Far too many people take screen shots of things and link to that image on Imgur.  For example a screen shot of a tweet, instead of a link to a tweet.  This is lazy redditing...  But also oddly enough it takes more time set up then to link to the thing you took a picture of.  For example if someone announces that Desktop Dungeons is about to go Beta, links to a screen shot of the tweet, they are missing out on driving traffic from Reddit to the twitter feed in question.  That's a lot of people who could be retweeting this great news.  Also smart Redditors get upset at dumb ones and leave nasty comments.

Bonus points if you notice who made that mistake.

Dealing with the emotional damage.
So you made a mistake.  And people were nasty to you.  They leave mean comments.  How do you prevent a flame war?  When you legitimately make a mistake, fess up.  Explain why you were dumb and how you plan on correcting it in the future.  Then actually change your behavior in the future.

Don't do what I did and link to screen shots of tweets, link to the tweets themselves.  That way Redditors can follow the people who made the tweets and get the information in the tweet as well.

TL;DR
1.) Find you community on Reddit and learn what it needs to know, and how fast it finds out.
2.) Be helpful to everyone, even the trolls.  Even the down voters.
3.) Ignore Karma, measure Hits.
4.) Link directly to things.
5.) Post your only your best blog posts to the appropriate subreddit.

3 comments:

  1. I've been using reddit to drive traffic to my blog by submitting links to some of the posts that I consider good enough to be of interest to others.

    It's actually worked quite well in generating traffic and up votes, but it is also pretty evident that the reddit community will mostly just look at a page and then leave immediately, with my average pageviews from reddit being 1,07.

    Do you have any experience with creating return visitors from reddit or getting the users to look at more than just the page you're linking to?

    ReplyDelete
  2. Tough question!

    Wow... I don't even begin to really understand how to get Redditors to return to your blog.

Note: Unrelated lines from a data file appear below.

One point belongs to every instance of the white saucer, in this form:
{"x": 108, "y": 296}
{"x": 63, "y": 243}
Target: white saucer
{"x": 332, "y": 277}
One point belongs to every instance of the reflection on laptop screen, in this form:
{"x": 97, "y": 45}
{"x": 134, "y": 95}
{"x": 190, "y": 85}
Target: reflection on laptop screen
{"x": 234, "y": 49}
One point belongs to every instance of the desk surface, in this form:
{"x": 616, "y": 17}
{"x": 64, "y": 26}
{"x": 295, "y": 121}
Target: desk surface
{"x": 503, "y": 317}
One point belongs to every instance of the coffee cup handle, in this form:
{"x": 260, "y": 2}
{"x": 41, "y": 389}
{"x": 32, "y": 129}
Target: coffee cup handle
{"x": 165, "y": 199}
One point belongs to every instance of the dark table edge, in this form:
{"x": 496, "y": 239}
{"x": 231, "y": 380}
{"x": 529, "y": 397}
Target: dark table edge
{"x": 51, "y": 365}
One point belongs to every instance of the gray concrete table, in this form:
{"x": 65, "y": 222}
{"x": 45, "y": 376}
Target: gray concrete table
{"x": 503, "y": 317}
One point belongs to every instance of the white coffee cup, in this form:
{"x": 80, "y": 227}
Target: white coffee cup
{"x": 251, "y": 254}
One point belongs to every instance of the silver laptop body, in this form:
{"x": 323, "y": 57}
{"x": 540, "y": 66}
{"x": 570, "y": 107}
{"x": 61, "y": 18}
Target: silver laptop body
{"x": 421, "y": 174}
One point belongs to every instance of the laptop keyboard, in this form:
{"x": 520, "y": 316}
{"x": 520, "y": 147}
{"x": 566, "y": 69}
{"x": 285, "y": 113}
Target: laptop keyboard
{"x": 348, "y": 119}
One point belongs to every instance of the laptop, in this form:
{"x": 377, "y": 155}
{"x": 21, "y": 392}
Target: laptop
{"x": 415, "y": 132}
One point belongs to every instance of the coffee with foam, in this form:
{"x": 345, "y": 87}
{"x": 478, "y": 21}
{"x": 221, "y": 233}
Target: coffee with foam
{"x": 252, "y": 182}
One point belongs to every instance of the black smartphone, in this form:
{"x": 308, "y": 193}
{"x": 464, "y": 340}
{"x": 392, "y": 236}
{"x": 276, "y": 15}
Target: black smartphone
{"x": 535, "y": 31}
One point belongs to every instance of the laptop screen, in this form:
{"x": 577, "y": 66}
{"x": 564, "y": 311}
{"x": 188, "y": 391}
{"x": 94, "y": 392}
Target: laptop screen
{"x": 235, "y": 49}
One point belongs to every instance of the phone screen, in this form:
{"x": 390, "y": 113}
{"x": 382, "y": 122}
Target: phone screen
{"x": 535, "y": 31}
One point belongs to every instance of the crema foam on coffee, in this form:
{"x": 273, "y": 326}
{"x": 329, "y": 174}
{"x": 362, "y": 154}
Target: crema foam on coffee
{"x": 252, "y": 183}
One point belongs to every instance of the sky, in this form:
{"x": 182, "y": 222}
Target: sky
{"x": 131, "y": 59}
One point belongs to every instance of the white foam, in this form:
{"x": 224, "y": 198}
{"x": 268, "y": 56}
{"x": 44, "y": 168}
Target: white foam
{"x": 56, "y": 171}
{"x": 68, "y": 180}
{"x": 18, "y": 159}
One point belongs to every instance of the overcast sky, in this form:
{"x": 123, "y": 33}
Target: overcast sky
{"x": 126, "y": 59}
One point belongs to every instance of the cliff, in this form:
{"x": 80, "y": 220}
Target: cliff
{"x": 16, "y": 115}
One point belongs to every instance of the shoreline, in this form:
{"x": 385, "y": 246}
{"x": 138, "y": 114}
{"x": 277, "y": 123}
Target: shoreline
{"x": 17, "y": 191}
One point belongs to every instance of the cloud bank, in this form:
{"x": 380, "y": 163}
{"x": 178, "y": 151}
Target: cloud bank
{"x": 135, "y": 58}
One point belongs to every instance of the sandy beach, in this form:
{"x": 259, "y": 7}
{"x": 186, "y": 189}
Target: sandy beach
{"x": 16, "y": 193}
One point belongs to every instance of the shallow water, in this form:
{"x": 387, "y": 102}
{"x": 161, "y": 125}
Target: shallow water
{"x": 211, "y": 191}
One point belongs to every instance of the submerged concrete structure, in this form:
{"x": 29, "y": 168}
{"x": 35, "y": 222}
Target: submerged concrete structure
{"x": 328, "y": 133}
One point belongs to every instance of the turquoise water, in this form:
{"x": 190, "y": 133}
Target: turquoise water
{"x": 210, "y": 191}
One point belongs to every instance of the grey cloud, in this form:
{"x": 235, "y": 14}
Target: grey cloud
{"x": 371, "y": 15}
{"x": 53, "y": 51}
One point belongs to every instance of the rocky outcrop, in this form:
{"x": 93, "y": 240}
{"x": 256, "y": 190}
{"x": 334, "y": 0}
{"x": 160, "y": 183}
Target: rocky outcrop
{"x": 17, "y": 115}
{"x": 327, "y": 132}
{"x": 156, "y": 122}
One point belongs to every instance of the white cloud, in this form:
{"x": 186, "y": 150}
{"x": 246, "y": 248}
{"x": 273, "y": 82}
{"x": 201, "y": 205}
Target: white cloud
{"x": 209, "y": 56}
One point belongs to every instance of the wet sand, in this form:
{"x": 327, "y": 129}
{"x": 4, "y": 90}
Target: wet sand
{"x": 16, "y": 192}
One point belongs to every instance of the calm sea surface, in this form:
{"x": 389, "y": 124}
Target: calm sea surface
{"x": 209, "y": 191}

I'm assuming that every Reddit link is a fresh batch of viewers. Was that 1,700 vies or 107 views?

    Placing RSS icons, and the feed burner count in an easy to find location (See the Feed Me! Section) up above, to try and capture their attention... Then follow up with worthy blog posts.

    Check out thetrafficblogger.com, he's my go to guy for advice about blogging. He also happens to be a gamer as well as an entrepreneur.

    ReplyDelete
  3. Thanks, I'll check that out.
    What I mean by 1,07 pageviews from reddit is that when I look at Google Analytics the average reader from reddit views 1,07 pages on my blog, or out of 100 people, 107 pages are viewed.

    I can get anywhere from 50 views to 2k+ (2 submissions I did there) from a link.